O I Seminário de Saúde de Travestis e Transexuais da Grande Florianópolis/SC tem como objetivo principal discutir algumas experiências brasileiras bem sucedidas no âmbito do ambulatório de saúde para a população travesti e transexual, bem como as possibilidades de implantação de igual iniciativa em Florianópolis.
Data: 18 de maio de 2015
Local: Mini auditório do CFH/UFSC
Promoção: ADEDH e Margens/UFSC
Esse encontro pretende discutir as demandas urgentes na área da saúde de travestis e transexuais da Grande Florianópolis/SC. Tem como foco central a hormonioterapia, uma vez que o uso de hormônios de forma indiscriminada e sem acompanhamento especializado acarreta agravos para a saúde dessa população. Para além das DST/HIV-Aids/HV, o acompanhamento hormonal tem se mostrado uma necessidade urgente conforme pesquisa realizada pela ADEDH – Associação em Defesa dos Direitos Humanos com Enfoque na Sexualidade – em parceria com o Núcleo Margens: modos de vida, família e relações de gênero, do Departamento de Psicologia da UFSC.

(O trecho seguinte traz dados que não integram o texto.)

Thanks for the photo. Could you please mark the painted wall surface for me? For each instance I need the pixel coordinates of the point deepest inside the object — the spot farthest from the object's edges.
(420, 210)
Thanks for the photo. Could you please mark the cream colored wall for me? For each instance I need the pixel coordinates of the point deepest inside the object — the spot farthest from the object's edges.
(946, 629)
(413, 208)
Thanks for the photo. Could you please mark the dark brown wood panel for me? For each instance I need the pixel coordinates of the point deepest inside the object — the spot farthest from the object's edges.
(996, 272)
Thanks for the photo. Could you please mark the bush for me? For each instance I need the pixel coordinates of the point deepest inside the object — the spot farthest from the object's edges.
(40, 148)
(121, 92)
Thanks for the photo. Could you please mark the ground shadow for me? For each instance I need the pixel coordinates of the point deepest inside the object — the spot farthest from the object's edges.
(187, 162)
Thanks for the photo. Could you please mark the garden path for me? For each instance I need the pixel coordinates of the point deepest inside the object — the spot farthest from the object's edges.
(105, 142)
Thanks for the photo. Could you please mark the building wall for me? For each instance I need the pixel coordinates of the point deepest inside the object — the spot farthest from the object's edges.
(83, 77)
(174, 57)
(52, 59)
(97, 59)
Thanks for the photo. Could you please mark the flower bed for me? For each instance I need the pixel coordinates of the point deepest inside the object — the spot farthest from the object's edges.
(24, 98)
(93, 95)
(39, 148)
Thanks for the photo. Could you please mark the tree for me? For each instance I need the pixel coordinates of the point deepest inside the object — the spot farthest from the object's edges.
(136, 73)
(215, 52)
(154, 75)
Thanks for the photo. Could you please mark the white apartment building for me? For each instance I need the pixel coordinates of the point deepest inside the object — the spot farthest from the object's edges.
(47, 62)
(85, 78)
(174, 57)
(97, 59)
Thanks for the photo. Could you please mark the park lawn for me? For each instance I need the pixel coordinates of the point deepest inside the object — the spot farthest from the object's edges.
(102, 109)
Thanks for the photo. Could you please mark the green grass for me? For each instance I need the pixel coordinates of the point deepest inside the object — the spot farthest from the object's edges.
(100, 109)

A Prefeitura Municipal de Florianópolis lançou, em maio de 2012, o I Plano Municipal de Políticas Públicas e Direitos Humanos de Lésbicas, Gays, Bissexuais, Travestis, Transexuais e Transgêneros (LGBT). No documento são listadas estratégias de gestão e ação em vários âmbitos, dentre os quais a saúde. No entanto, nenhum deles contempla a demanda por acompanhamento hormonal da população de travestis e transexuais.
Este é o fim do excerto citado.